Sus palabras sonaron demasiado autoritarias para el gusto de Sandy.
—¿Hay algún mensaje para mí?
—Creo habérselo dado ya. —Cuando Sandy hizo un ademán de duda, la chica prometió llamarla en el momento en que lo hubiera.
Sandy cogió su maleta y la arrastró hasta el primer piso a lo largo del pasillo iluminado por apliques con motivos vegetales. Un grabado con una escena de cosecha colgaba sobre la cama de su habitación. La colcha de ganchillo y las cortinas acolchadas daban a la estancia un aspecto de habitación de invitados, más que de hotel. Sandy dejó caer la maleta junto a la cama, y apenas se hubo sentado sobre la colcha sonó el teléfono.
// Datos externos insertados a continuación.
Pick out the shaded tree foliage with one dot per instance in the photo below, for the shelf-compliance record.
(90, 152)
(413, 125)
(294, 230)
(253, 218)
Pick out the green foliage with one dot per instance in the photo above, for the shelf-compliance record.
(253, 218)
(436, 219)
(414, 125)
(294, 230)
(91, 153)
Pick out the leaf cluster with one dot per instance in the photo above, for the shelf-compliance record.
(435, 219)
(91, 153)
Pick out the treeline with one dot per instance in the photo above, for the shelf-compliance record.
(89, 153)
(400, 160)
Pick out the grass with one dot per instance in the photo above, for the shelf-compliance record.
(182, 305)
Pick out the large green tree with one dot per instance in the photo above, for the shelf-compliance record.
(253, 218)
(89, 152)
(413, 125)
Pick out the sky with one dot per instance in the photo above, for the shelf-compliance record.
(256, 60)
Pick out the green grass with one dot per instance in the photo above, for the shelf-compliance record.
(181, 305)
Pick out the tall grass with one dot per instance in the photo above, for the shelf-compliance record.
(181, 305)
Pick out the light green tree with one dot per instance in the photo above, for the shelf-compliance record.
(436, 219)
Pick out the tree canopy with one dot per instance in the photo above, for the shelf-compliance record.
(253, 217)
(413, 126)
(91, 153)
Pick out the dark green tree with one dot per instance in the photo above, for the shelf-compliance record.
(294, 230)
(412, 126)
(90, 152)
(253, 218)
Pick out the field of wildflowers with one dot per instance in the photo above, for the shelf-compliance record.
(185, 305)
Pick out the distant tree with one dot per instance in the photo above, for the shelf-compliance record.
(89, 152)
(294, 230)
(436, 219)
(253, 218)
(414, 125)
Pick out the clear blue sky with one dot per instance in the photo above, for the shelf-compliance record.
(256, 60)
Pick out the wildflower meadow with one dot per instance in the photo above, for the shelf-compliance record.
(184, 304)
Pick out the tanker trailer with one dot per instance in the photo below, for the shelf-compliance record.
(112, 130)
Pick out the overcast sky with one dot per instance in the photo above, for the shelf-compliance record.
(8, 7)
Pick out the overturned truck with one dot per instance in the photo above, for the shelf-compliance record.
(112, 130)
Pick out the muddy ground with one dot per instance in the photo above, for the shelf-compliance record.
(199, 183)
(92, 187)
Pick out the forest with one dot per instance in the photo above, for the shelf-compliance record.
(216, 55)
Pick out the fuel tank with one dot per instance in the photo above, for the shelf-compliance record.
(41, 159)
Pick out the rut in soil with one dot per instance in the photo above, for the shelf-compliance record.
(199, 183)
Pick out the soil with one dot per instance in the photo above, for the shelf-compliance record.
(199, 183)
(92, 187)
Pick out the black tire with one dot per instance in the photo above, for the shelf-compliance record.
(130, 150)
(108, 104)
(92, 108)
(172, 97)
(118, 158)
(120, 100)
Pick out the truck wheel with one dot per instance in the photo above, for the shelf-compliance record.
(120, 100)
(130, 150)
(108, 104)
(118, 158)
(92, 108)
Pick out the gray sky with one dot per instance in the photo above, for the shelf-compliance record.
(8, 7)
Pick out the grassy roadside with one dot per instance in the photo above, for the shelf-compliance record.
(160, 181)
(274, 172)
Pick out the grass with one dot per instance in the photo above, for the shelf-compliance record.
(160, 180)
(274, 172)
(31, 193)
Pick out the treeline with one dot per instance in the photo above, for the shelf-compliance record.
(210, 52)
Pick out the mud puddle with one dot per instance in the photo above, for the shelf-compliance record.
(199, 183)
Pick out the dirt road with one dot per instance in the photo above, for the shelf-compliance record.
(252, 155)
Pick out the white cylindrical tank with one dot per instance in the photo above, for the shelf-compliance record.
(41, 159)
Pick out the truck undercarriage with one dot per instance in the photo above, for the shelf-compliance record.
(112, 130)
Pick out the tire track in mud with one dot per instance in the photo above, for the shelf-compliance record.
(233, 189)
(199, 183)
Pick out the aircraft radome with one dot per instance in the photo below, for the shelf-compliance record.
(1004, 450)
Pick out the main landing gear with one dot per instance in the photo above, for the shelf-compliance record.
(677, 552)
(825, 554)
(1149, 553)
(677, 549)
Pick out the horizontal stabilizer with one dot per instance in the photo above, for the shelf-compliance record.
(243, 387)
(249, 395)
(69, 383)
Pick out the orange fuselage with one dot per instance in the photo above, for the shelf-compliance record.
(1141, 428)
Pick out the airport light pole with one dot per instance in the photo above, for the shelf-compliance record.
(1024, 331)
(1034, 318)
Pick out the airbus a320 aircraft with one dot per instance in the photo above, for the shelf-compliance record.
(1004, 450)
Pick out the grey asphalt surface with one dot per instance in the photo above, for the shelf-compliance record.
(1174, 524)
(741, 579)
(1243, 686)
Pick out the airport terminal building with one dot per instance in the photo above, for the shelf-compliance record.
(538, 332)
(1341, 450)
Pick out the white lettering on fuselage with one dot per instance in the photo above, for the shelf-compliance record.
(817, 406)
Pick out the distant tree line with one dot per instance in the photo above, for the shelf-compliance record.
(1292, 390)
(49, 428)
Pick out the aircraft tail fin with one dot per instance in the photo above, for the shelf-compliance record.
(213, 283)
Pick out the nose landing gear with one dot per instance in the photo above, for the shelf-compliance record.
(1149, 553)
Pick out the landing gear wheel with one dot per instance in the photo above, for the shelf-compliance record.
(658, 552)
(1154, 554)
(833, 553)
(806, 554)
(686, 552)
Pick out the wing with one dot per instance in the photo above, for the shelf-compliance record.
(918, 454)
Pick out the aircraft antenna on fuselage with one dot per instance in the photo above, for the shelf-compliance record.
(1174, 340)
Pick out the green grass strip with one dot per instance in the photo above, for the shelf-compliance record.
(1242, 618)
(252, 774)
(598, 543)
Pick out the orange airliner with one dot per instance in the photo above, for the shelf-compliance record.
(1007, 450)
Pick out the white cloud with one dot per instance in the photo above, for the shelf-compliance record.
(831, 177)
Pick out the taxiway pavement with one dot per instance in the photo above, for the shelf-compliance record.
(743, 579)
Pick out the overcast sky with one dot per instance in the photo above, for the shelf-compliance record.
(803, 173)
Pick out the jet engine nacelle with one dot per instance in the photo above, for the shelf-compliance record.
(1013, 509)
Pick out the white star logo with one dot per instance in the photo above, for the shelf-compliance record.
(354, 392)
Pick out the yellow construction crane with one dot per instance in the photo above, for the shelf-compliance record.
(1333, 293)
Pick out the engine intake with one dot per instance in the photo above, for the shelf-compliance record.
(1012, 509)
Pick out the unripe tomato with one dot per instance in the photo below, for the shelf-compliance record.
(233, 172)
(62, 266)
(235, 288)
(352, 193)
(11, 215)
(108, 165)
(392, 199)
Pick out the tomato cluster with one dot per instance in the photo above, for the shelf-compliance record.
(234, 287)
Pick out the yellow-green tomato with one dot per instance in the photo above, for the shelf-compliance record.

Era la recepcionista del hotel, ansiosa de deshacerse del mensaje.
—Lord Redfield la recibirá esta tarde. Debe ir a comer primero si no lo ha hecho todavía.
—Ya he comido, gracias —mintió Sandy, pensando que le era más necesaria una hora de descanso—. ¿Dónde me reuniré con él?
—En la casa grande, por supuesto.
—¿Y dónde es eso?
—Oh, no tiene pérdida. Salga del pueblo y la encontrará.
—La chica pareció apiadarse de su ignorancia, y le dio una pista. —Diríjase a la torre.